By Julius Blum
Vice President – Solutions, Streamline Health, Inc.
The giant online retailer Amazon.com recently announced it may soon introduce machines to box up 600-700 customer orders per hour in an effort to speed up delivery times. That’s a whopping four to five times the rate of a human. These machines could be a step in the right direction considering Amazon Prime boasts more than 100 million subscribers globally. The number of daily transactions must be staggering, and retaining its customers requires the company to think outside the box.

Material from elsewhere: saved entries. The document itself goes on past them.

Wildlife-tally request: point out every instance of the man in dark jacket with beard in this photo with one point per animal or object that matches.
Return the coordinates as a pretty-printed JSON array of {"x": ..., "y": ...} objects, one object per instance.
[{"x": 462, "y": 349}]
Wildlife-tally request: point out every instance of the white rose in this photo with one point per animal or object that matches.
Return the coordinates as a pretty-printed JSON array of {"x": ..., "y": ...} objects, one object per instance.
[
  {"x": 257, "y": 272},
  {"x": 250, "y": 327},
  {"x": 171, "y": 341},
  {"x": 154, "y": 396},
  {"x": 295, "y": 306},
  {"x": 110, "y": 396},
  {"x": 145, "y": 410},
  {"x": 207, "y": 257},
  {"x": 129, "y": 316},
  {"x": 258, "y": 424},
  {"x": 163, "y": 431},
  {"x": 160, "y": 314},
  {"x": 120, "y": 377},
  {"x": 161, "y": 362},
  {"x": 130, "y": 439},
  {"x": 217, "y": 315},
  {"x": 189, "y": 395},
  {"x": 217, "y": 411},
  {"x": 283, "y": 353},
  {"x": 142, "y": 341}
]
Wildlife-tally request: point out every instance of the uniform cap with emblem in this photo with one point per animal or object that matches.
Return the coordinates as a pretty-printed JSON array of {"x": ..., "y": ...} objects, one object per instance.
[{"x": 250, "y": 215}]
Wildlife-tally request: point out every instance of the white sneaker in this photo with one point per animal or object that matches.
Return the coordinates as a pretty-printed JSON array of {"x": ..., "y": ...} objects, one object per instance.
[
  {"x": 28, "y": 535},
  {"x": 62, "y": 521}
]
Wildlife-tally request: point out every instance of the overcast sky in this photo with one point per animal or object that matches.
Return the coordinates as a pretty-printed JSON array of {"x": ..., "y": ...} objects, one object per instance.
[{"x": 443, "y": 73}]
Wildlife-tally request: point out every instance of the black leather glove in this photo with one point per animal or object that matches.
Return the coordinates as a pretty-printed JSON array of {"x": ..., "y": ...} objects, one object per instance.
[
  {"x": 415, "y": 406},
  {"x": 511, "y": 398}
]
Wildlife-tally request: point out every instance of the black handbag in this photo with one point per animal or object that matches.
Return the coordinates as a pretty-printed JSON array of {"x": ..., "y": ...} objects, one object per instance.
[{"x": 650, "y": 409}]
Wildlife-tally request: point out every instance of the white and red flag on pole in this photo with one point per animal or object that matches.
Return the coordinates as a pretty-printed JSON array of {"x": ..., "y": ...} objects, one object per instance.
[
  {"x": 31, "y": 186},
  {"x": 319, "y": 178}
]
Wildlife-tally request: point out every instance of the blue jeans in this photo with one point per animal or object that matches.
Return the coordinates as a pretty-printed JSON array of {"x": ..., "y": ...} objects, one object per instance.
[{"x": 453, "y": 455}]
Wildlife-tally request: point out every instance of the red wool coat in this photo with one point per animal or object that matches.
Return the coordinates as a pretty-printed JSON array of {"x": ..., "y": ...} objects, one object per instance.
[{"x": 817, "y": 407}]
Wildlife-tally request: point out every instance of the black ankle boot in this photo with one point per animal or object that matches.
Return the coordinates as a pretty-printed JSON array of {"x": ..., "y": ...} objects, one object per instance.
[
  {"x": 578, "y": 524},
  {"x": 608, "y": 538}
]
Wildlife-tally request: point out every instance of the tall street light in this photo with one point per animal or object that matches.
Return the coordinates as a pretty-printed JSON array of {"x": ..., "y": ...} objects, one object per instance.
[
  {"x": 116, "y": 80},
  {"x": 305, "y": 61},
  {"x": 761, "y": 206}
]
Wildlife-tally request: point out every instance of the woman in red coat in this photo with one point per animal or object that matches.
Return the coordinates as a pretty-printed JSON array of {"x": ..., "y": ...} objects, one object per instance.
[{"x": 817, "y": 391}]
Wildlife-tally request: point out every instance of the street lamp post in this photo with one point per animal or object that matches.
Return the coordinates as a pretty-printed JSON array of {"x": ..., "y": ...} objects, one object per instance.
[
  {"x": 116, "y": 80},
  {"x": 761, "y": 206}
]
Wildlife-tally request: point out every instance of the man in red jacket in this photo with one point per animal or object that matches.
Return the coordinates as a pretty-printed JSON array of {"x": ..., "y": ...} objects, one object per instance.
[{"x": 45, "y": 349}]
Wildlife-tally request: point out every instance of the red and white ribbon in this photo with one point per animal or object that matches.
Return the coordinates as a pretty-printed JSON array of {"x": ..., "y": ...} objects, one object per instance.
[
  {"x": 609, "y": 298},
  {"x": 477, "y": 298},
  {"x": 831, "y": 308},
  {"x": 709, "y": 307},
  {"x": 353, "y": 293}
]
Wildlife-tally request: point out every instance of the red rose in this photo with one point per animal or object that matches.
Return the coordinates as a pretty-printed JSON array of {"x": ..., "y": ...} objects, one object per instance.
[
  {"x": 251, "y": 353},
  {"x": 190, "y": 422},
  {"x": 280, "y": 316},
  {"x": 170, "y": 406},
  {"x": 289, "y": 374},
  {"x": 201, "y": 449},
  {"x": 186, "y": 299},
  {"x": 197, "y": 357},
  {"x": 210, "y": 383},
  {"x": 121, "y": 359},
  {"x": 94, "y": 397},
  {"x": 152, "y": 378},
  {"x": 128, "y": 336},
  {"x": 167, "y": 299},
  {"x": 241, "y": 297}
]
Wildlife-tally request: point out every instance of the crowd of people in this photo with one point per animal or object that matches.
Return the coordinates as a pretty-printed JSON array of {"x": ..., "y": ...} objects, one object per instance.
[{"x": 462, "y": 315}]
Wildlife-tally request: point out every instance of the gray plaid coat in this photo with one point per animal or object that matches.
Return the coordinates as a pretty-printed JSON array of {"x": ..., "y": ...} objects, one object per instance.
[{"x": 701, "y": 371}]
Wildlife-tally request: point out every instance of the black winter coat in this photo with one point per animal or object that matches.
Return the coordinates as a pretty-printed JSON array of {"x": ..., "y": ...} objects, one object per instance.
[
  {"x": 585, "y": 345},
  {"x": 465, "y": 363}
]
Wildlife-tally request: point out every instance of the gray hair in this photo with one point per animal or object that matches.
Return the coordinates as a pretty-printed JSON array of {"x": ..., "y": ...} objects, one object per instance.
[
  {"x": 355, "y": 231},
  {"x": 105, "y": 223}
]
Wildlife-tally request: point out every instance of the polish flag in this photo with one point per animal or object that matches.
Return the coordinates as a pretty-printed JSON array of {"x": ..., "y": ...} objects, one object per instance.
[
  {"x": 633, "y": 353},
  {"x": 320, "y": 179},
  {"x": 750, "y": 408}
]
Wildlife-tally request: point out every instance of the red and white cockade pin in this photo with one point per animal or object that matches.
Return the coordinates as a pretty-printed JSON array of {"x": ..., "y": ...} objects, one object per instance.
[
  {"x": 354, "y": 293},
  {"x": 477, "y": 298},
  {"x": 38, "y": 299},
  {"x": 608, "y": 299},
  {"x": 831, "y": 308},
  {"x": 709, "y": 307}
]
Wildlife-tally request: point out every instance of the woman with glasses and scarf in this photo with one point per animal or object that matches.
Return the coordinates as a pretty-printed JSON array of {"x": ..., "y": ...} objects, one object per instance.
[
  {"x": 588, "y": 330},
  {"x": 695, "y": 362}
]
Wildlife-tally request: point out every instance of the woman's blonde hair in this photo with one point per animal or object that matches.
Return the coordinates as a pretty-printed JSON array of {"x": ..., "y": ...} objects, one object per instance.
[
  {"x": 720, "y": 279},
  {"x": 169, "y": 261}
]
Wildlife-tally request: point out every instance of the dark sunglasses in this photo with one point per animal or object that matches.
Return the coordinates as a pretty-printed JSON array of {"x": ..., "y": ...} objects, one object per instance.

The same could be said in healthcare, an industry plagued by chronic inefficiencies. What if providers could similarly embrace automation to increase coding efficiency and revenue integrity in an effort to refocus on high-quality patient care? Given the complexity of today’s regulations as well as the high volume of claims submitted on a daily basis, automation can relieve some of the burden on HIM staff tasked with coding and abstracting a plethora of data (e.g., clinical data, performance metrics, HCCs, quality indicators, present-on-admission indicators, and more). All of these elements influence how payers determine the acuity of care delivered, the value/quality provided and subsequent reimbursement for the encounter. Successfully managing all of these variables is crucial for revenue integrity.
Automated coding analysis vs. claim scrubbing and computer assisted coding (CAC)
When thinking about revenue cycle automation, three solutions come to mind:
- Claim scrubbing
- Automated coding analysis
Claim scrubbing has been around for a while; however, there are limitations with this technology, most notably the fact that’s it’s centered on a quantitative process.